Current instrumentation in the XPS field allows only for the analysis of solid substances, but the LiPPs machine will be able to deal with a wider range of sample types and to acquire data autonomously.

The university says the facility will open up an entirely new sector for the research community, generating new avenues for research and supporting training of early stage career researchers.

Through the provision of open access to industry LiPPS, which will be sited within the Nottingham Nanotechnology and Nanoscience Centre (NNNC), will provide a key service that could yield products within two to three years.

The potential applications of this technique are vast as solute composition and interfacial structure are dominant in a wide range of processes including catalysts and electrode-related systems.

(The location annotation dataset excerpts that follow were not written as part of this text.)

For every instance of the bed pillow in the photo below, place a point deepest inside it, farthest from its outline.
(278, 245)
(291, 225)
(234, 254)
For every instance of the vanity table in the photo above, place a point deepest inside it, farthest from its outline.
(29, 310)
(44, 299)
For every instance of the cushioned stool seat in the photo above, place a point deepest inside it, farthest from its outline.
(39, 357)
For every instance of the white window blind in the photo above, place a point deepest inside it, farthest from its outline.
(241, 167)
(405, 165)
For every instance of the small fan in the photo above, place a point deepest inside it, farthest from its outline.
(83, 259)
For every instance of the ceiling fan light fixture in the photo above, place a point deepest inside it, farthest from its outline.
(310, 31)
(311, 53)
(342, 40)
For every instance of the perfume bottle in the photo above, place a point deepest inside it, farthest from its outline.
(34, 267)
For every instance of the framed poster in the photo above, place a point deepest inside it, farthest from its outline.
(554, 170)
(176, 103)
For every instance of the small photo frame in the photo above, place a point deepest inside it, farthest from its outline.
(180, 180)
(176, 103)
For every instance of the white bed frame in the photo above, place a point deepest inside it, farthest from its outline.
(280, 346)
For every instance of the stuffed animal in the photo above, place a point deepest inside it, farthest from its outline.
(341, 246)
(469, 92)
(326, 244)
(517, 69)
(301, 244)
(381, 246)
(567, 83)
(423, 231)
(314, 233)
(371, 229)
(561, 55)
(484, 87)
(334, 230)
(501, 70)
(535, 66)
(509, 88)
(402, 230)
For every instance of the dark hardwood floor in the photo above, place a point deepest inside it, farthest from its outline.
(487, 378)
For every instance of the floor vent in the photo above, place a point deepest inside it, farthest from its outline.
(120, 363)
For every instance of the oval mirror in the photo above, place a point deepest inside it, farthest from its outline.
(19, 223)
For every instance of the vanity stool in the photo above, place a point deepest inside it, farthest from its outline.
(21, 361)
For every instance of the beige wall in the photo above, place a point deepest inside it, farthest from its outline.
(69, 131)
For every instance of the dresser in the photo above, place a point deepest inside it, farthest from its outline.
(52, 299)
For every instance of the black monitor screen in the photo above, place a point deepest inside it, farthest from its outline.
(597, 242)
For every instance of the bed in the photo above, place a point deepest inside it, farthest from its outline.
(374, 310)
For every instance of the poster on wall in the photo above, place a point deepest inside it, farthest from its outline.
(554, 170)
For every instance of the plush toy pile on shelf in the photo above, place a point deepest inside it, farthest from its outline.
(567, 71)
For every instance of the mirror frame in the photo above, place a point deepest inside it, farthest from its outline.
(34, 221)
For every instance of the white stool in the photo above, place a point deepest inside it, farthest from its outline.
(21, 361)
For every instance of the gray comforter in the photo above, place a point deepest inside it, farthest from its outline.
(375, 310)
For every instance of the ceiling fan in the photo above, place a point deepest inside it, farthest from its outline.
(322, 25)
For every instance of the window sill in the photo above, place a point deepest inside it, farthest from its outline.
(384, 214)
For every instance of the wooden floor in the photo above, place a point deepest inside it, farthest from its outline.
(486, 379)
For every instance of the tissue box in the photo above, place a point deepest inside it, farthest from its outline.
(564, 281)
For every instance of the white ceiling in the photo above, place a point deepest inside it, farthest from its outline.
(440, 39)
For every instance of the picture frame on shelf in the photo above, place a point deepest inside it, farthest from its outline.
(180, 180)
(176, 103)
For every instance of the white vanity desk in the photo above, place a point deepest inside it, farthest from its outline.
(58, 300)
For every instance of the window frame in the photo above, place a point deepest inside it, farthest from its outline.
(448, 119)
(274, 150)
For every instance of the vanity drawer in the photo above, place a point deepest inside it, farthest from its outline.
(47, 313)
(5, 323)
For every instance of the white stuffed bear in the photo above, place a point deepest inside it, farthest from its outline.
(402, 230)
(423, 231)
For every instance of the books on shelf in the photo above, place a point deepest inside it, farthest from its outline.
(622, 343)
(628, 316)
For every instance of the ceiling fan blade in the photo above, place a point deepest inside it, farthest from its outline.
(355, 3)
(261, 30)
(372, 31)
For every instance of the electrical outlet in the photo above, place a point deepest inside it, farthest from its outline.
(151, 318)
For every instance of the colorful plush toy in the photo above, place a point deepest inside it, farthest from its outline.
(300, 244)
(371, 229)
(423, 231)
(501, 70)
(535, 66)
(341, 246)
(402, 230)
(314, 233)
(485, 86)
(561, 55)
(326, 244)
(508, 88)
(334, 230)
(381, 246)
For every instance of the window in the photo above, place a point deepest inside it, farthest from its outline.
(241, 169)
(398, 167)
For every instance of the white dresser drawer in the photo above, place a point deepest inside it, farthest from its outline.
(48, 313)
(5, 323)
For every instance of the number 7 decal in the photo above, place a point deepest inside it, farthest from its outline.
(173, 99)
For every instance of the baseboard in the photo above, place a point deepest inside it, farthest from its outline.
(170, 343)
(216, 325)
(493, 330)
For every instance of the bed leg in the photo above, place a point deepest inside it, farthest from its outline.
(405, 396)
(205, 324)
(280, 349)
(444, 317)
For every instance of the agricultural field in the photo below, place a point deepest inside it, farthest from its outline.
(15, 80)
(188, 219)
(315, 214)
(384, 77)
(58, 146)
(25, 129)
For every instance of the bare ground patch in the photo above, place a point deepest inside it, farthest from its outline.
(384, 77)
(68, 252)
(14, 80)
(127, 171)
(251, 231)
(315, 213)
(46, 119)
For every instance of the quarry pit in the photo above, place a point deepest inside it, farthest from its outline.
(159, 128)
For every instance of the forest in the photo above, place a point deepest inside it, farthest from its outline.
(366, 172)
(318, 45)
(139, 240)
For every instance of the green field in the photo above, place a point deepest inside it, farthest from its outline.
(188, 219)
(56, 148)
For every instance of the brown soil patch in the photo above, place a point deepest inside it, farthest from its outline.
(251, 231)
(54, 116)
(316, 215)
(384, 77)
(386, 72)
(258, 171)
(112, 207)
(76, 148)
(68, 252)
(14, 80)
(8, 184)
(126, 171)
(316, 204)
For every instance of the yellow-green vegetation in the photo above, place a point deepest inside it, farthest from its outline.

Insight into interfacial regions in these systems is crucial to the design of more efficient energy storage/conversion devices.

It underpins our knowledge of solution-based processes including electroplating and polishing which are key to high tolerance engineering processes throughout the automotive and aeronautics industries.

“The University of Nottingham’s Nanotechnology and Nanoscience Centre is leading the way in nanotechnology research,” said Professor David Greenaway, Vice-Chancellor of The University of Nottingham

“We have a long history in the research and commercialisation of nanotechnologies and I am very pleased that EPSRC is providing significant funding to enable us to commission the production of the LiPPS machine.

“This unique spectrometer will enable us to continue our important, cutting edge work in this field.”

The Centre will collaborate with other leading centres of Photoelectron Spectroscopy, particularly the national facility (NEXUS) hosted at Newcastle University.

Other universities including Imperial College, York, Leicester and Queen’s University Belfast will also benefit from its use.

The announcement of the LiPPS instrument is the latest in a number of major initiatives that the university is undertaking in the field of nanotechnology.

Just last month, the university and its spin-out business, Promethean Particles, secured a major EU nanotechnology research project with an overall value of €9.7 million.

The project, known as SHYMAN (Sustainable Hydrothermal Manufacturing of Nanomaterials), will take place over the next four years and includes partner universities and businesses from 12 European countries.